Artificial Intelligence, popularly known as AI, has been the main driver of bringing disruption to today’s tech world. While its applications, like machine learning, neural network and deep learning, have already earned recognition with their wide-ranging applications and use cases, AI is still in an embryonic stage. This means new developments are simultaneously taking place in this discipline, which can soon transform the AI industry and lead to new possibilities. There’s much more to AI than self-driving cars and friendly customer service chatbots. Let’s take a look at some of the promising AI technologies of tomorrow.
Generative artificial intelligence refers to programs that make it possible for machines to use things like text, audio files and images to create content.
Recent advances in AI have allowed many companies to develop algorithms and tools to generate artificial 3D and 2D images automatically. The MIT Technology review described generative AI as one of the most promising advances in the world of AI in the past decade. It is poised for the next generation of apps for auto programming, content development, visual arts, and other creative, design, and engineering activities.
Apart from designing and campaign, Generative AI has brought innovation in many areas.
1. Provides better customer service, facilitates and speeds up check-ins, enables performance monitoring, seamless connectivity, and quality control, and helps find new networking opportunities.
2. Helps in film preservation and colorizations.
3. Helps in healthcare by rendering prosthetic limbs, organic molecules and other items from scratch when actuated through 3D printing, CRISPR, and other technologies.
4. It can also enable early identification of potential malignancy to more effective treatment plans. For instance, in the case of diabetic retinopathy, generative AI not only offers a pattern-based hypothesis, but can also interpret the scan and generate content, which can help to reveal the physician’s next steps.
5. IBM has used this technology for researching on antimicrobial peptide (AMP) to find drugs for COVID-19.
Federated Learning is privacy-preserving model training in diverse, distributed networks. Mobile phones, wearable devices, and autonomous vehicles are just a few of the modern distributed networks generating a wealth of data each day. Due to the growing computational power of these devices—coupled with concerns about transmitting private information—it is increasingly attractive to store data locally and push network computation to the edge devices. Federated learning has emerged as a training paradigm in such settings. As we discuss in this post, federated learning requires fundamental advances in areas such as privacy, large-scale machine learning, and distributed optimization, and raises new questions at the intersection of machine learning and systems.
Potential applications of federated learning may include tasks such as learning the activities of mobile phone users, adapting to pedestrian behavior in autonomous vehicles, or predicting health events like heart attack risk from wearable devices. We discuss two established applications in more detail below.
Learning over smart phones: By jointly learning user behavior across a large pool of mobile phones, statistical models can power applications such as next-word prediction, face detection, and voice recognition. However, users may not be willing to physically transfer their data to a central server in order to protect their personal privacy or to save the limited bandwidth/battery power of their phones. Federated learning has the potential to enable predictive features on smart phones without diminishing the user experience or leaking private information. Figure 1 illustrates an application where we aim to learn a next-word predictor in a large-scale mobile phone network based on users’ historical text data.

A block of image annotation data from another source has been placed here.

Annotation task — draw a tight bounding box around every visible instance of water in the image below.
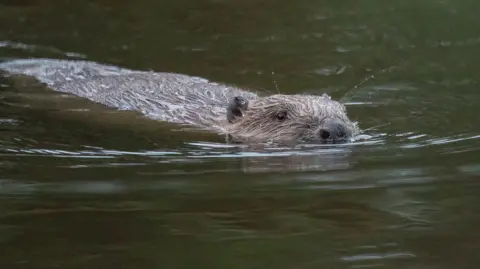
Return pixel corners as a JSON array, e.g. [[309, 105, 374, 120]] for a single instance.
[[0, 0, 480, 269]]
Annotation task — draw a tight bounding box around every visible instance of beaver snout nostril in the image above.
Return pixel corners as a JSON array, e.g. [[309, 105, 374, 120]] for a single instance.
[[318, 120, 347, 140]]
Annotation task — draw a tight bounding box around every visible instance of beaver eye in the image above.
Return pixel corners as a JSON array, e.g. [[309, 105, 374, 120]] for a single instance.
[[277, 111, 287, 121]]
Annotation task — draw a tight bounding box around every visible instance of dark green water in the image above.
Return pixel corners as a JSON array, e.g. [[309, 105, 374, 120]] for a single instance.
[[0, 0, 480, 269]]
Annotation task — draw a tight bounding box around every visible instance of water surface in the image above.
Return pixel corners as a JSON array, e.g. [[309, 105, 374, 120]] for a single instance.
[[0, 0, 480, 269]]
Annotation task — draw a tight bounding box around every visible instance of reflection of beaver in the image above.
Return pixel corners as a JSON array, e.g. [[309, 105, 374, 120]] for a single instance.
[[0, 59, 359, 142]]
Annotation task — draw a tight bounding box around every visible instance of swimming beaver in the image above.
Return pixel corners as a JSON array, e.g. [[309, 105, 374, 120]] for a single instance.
[[0, 59, 359, 142]]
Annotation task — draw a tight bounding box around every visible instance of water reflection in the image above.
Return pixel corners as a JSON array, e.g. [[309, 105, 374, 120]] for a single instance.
[[0, 0, 480, 269]]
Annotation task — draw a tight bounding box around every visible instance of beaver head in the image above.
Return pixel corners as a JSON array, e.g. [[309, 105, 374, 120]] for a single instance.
[[226, 94, 359, 143]]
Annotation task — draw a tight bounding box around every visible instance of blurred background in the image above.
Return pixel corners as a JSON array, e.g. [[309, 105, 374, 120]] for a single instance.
[[0, 0, 480, 269]]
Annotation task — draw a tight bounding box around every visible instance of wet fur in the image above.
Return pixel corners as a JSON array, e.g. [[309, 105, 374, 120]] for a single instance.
[[0, 59, 358, 141]]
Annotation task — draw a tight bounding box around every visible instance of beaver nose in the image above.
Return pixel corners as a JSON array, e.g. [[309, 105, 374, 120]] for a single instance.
[[318, 119, 347, 140]]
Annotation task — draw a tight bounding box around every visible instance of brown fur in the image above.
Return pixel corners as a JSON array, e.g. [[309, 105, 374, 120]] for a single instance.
[[0, 59, 359, 142]]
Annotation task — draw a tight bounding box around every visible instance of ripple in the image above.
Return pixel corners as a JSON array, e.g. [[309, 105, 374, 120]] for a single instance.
[[0, 40, 87, 59]]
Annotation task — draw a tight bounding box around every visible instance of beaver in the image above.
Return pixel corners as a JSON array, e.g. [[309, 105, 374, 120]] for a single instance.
[[0, 59, 359, 143]]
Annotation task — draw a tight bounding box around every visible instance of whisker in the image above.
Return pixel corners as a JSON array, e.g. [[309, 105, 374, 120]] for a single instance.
[[272, 71, 280, 94]]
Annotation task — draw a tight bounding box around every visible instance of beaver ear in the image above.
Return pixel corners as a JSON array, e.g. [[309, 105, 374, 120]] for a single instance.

Learning across organizations: Organizations such as hospitals can also be viewed as remote ‘devices’ that contain a multitude of patient data for predictive healthcare. However, hospitals operate under strict privacy practices, and may face legal, administrative, or ethical constraints that require data to remain local. Federated learning is a promising solution for these applications, as it can reduce strain on the network and enable private learning between various devices/organizations. Figure 2 depicts an example application in which a model is learned from distributed electronic health data.
Neural Network Compression
AI made rapid progressions in analyzing big data by leveraging deep neural network (DNN). However, the key disadvantage of any neural network is that it is computationally intensive and memory intensive, which makes it difficult to deploy on embedded systems with limited hardware resources. Further, with the increasing size of the DNN for carrying complex computation, the storage needs are also rising. To address these issues, researchers have come with an AI technique called neural network compression.
Generally, a neural network contains far more weights, represented at higher precision than are required for the specific task, which they are trained to perform. If we wish to bring real-time intelligence or boost edge applications, neural network models must be smaller. For compressing the models, researchers rely on the following methods: parameter pruning and sharing, transferred or compact convolutional filters, and knowledge distillation.